Friday, December 6, 2013

Seeing Double—Part 1

I have posted several blogs here about stars; describing meditations that come to me, as I soak in the tub under dark winter skies, while becoming absorbed in the heavens. It is now late fall. The trees above my tub have dropped their leaves and the sky turns inky dark by 8 PM. This provides me with wonderful stargazing opportunities. Bring the winter on! I love my summer evenings in the tub, since I can watch the ever-morphing clouds and the graceful, leafy trees sway in the balmy breezes above me; but there’s something very special about cold weather’s dark, starry skies.

I lie back, floating in the hot water, and fix my gaze on one patch of sky, slowly becoming absorbed into its star field. Some stars are bright, some dim; some are farther away than others; some gather in clusters and nebula. The patterns (especially the constellation-like figures) mesmerize me. I become aware that I’m peering into a three-dimensional star field that has depth, rather than just viewing points of light which all seem to emanate from the same distant celestial sphere.

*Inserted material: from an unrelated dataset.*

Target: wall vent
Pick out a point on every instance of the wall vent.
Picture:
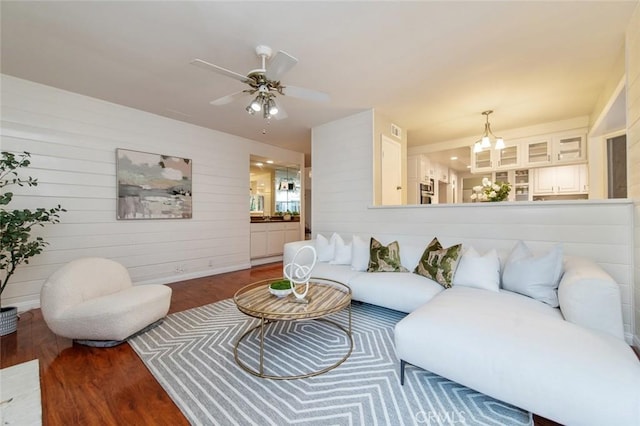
(396, 131)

I sometimes ponder the fact that about half the stars I see are really binary systems: two stars that dance closely around each other, rather than standing as solitary suns like ours. I rarely can resolve the pair by naked eye, but astronomy’s large telescopes can do that, to show us that many of them are truly double stars. In fact, many of them are actually multiple star systems, where one or two additional small, almost invisible, minor stars add to the complex dance.

A recent issue of Scientific American magazine has an article on binary stars and their planets, titled “Worlds With Two Suns,” by two cosmologists. Until recently, some astronomers tended to doubt that binary stars could even have planets orbiting them—let alone that they would have a chance of harboring life on their worlds. This is because a planet attached to a double star system could randomly be jerked around by the competing pull of the two stars. Such planets would not settle into stable orbits, or, worse yet, could even get sucked into one of the suns, or flung off into deep space by the opposing tug of the double stars. The complex gravitational field a planet would be forced to negotiate would cause its orbit to be too chaotic—most certainly too disordered for life ever to be able to take hold.